A chemist, industrialist and archaeologist, Sir Robert Ludwig Mond followed the motto: “Make yourself necessary”.
Born to a famous chemist, Sir Robert Mond carried out research in his father’s firm which in 1926 was incorporated into Imperial Chemical Industries.
In the early 1900s, he was also among the number of influential people in the United Kingdom who wished to foster the cultural development of the British Empire, including Canada. He was a great supporter of education and funded hospitals, including the Hospital for Sick Children.
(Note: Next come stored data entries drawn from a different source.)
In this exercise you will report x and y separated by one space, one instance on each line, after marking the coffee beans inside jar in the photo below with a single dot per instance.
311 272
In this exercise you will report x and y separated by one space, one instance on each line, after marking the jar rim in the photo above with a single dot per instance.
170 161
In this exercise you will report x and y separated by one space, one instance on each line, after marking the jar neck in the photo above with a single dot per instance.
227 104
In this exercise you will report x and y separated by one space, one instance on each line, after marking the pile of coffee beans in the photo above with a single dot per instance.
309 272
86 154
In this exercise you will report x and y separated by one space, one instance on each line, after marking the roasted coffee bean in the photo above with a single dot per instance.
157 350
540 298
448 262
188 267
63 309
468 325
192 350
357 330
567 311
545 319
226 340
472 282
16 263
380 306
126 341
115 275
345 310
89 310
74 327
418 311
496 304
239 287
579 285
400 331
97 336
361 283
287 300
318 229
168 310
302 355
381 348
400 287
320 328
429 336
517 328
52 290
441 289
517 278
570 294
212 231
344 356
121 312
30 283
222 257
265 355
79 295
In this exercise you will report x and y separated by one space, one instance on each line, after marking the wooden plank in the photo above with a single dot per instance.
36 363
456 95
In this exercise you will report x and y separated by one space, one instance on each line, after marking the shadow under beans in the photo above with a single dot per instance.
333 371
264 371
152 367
Many of the Egyptian artifacts brought to the Museum by Charles T. Currelly were from excavations funded by Sir Robert Mond. He funded Currelly’s early collecting work, continued to help after the Museum opened, and joined The Twenty Friends of the Arts, the ROM’s first donor group in 1917. He also donated his own artifacts from Egypt, Persia, China and Europe to the Museum.
When a Chinese library of 40,000 volumes was offered for sale in Beijing in the early 1930s, Sir Robert Mond and three other donors generously purchased them for the ROM. Mond and another benefactor, Sigmund Samuel, then funded an addition to the ROM to house the new library. It opened in 1937.
In 1934, the University of Toronto recognized Sir Robert Mond’s extraordinary contribution by conferring on him an honourary doctorate.